Desde las primeras veces en que los políticos promovieron en México la revocación de mandato, como si se tratara de un instrumento extraordinario para aumentar el poder de la soberanía popular, sentí el tufillo populista que suele acompañar los alegatos en favor de mayor injerencia directa de los votantes en la política. Desde luego que existen mecanismos para consultar directamente al electorado sobre ciertos temas y el referendo puede ser especialmente útil para dotar de legitimidad a los arreglos constitucionales o a ciertas medidas legales; la iniciativa popular puede servir para llevar a la agenda legislativa asuntos despreciados por los partidos, pero que cobran relevancia entre grupos de opinión o de presión. También las consultas sobre temas locales pueden ser muy útiles para acercar la gestión municipal a la ciudadanía. Sin embargo, la revocación de mandato me parece no solo problemática sino peligrosa si no se le regula con mucha prudencia, cosa que no ocurrió en el caso de la reciente reforma constitucional mexicana.

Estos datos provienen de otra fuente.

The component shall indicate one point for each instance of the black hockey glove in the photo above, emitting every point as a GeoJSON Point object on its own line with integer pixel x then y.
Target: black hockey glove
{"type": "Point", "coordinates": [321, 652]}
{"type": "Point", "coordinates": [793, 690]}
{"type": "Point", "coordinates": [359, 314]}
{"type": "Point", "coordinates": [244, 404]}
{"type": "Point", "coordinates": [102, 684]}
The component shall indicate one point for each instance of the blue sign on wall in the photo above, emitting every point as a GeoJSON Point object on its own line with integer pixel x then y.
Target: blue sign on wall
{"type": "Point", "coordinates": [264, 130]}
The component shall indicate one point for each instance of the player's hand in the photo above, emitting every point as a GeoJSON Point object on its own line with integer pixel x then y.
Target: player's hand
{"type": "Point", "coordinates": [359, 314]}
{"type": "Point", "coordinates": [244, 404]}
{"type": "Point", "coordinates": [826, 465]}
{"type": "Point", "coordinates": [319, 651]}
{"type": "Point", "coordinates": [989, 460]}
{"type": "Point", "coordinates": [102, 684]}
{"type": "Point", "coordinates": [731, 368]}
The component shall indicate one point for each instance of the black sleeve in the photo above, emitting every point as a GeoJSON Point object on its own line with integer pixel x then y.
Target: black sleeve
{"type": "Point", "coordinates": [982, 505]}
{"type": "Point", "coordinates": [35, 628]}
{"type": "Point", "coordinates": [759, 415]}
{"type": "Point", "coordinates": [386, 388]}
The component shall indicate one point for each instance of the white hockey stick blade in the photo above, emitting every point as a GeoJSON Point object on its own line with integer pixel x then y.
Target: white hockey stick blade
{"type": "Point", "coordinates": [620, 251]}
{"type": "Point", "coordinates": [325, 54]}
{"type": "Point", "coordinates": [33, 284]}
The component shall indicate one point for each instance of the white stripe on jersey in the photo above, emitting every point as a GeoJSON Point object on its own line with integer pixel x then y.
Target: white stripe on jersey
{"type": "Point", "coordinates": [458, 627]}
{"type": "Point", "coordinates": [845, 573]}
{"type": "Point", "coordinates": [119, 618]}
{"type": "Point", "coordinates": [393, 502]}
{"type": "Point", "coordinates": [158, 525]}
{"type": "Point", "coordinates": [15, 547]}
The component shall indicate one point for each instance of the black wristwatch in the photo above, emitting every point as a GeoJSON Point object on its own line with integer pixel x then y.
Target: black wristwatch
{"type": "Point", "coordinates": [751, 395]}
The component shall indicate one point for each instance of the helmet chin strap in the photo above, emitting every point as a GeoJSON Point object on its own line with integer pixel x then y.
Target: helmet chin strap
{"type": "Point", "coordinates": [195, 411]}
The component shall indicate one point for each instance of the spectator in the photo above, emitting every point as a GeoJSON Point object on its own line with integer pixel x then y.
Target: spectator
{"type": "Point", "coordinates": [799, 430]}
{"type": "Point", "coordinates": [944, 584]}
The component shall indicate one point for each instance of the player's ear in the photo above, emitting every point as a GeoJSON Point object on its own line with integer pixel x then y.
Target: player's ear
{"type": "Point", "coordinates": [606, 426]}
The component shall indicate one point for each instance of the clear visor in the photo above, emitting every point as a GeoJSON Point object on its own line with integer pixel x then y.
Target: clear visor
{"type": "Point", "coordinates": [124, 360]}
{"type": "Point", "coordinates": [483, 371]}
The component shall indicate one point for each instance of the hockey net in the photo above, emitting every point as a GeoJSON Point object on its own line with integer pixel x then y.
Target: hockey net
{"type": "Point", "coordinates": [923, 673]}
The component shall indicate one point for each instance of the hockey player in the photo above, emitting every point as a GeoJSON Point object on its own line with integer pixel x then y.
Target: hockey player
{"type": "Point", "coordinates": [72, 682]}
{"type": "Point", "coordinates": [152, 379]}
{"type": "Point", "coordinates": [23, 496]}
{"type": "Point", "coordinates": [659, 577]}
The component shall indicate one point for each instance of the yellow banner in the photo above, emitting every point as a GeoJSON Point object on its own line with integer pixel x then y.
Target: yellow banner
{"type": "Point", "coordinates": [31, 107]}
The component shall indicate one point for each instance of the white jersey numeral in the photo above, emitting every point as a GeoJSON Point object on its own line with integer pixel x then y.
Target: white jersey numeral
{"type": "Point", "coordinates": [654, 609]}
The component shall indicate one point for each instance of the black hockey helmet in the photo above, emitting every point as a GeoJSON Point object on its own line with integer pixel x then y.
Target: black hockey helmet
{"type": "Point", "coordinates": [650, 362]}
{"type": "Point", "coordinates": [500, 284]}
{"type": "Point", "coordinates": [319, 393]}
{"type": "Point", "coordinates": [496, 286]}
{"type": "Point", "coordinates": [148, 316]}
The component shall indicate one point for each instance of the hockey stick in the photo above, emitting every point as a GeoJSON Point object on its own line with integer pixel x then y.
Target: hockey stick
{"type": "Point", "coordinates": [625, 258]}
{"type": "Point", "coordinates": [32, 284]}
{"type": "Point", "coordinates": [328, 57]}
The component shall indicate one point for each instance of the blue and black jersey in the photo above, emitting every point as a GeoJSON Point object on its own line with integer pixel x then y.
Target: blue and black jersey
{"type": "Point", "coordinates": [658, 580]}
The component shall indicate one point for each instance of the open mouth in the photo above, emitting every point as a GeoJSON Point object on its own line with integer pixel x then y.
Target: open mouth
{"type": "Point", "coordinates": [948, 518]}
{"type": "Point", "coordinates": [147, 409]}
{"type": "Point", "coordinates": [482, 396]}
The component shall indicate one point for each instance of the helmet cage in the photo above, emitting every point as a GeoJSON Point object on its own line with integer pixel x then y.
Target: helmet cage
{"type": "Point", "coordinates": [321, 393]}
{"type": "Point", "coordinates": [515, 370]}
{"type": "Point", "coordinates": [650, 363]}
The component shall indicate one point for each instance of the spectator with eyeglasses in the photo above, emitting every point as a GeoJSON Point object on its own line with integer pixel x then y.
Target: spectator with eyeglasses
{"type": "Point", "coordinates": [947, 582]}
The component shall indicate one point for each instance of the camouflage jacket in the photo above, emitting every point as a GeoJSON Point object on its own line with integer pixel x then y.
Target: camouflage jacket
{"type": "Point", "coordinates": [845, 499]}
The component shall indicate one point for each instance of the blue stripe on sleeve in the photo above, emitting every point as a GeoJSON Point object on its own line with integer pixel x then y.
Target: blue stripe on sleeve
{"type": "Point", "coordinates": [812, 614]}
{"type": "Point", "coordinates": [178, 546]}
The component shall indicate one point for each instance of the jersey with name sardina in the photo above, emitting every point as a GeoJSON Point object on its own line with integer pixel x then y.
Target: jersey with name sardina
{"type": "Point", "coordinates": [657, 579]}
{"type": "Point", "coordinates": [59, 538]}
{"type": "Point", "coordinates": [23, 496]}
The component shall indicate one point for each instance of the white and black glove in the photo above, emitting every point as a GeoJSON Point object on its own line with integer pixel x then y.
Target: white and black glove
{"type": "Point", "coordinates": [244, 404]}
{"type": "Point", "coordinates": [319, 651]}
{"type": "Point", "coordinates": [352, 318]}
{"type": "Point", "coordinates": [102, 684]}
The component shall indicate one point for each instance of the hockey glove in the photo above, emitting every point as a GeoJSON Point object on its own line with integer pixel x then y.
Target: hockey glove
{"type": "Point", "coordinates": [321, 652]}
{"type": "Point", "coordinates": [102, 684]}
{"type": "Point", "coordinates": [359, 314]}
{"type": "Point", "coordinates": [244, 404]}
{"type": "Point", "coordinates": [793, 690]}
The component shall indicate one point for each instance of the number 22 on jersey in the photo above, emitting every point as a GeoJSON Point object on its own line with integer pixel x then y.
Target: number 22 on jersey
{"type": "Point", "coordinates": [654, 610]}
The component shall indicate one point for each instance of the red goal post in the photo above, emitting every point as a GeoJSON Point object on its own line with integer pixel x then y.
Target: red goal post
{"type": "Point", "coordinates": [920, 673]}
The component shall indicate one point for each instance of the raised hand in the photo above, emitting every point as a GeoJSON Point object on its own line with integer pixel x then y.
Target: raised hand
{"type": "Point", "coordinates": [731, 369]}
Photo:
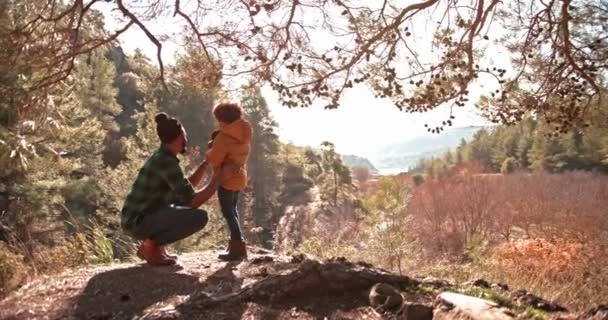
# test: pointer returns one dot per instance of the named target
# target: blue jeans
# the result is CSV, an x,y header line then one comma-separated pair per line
x,y
228,201
170,224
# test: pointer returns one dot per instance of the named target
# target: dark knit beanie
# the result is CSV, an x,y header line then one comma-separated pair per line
x,y
167,128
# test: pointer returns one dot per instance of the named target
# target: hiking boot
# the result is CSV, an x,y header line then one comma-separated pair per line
x,y
163,251
227,250
237,251
149,251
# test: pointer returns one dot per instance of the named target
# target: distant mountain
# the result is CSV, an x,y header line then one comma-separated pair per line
x,y
353,161
403,155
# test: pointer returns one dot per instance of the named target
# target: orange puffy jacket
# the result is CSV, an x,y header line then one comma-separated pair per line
x,y
232,143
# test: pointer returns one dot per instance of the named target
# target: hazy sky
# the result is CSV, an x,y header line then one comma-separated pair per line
x,y
361,123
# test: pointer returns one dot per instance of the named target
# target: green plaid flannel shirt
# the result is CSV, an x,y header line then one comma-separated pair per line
x,y
160,182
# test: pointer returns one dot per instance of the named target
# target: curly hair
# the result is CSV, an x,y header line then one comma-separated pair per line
x,y
227,112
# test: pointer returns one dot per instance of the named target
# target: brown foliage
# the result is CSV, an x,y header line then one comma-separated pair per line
x,y
448,213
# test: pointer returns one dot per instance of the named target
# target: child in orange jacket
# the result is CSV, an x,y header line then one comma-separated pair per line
x,y
232,142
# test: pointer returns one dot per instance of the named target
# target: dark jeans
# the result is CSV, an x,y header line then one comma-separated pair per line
x,y
170,224
228,200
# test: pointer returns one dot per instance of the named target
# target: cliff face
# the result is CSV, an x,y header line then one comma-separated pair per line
x,y
267,286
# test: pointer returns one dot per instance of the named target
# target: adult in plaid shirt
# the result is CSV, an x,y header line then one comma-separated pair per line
x,y
162,206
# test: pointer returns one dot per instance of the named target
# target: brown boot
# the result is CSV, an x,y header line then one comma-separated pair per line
x,y
163,251
149,251
238,251
227,250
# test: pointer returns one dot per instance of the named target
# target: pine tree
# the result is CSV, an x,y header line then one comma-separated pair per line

Una característica de los regímenes presidenciales es el período fijo para el que son elegidos los jefes del poder ejecutivo. Juan Linz, entre otros, ha considerado esa una característica negativa del presidencialismo, pues le resta flexibilidad al arreglo político. En efecto, se pueden dar situaciones en las que un Presidente pierda el respaldo popular y su gobierno se enfrente a situaciones de ingobernabilidad por protestas sociales o por el rechazo abierto de importantes grupos de intereses que requieran un relevo, ya sea por corrupción evidente o por inepcia. También puede ocurrir que la Presidencia se vea abiertamente enfrentada al Congreso y sin capacidad alguna para sacar sus presupuestos o avanzar iniciativas sustanciales para su programa de gobierno. En el segundo caso no son infrecuentes los procesos de destitución parlamentaria, como ocurrió en Brasil con Dilma Rousseff o una y otra vez en Perú en los últimos tiempos. En cambio, los procesos de revocación son mucho menos comunes y, cuando se dan, suelen ocurrir en los niveles locales.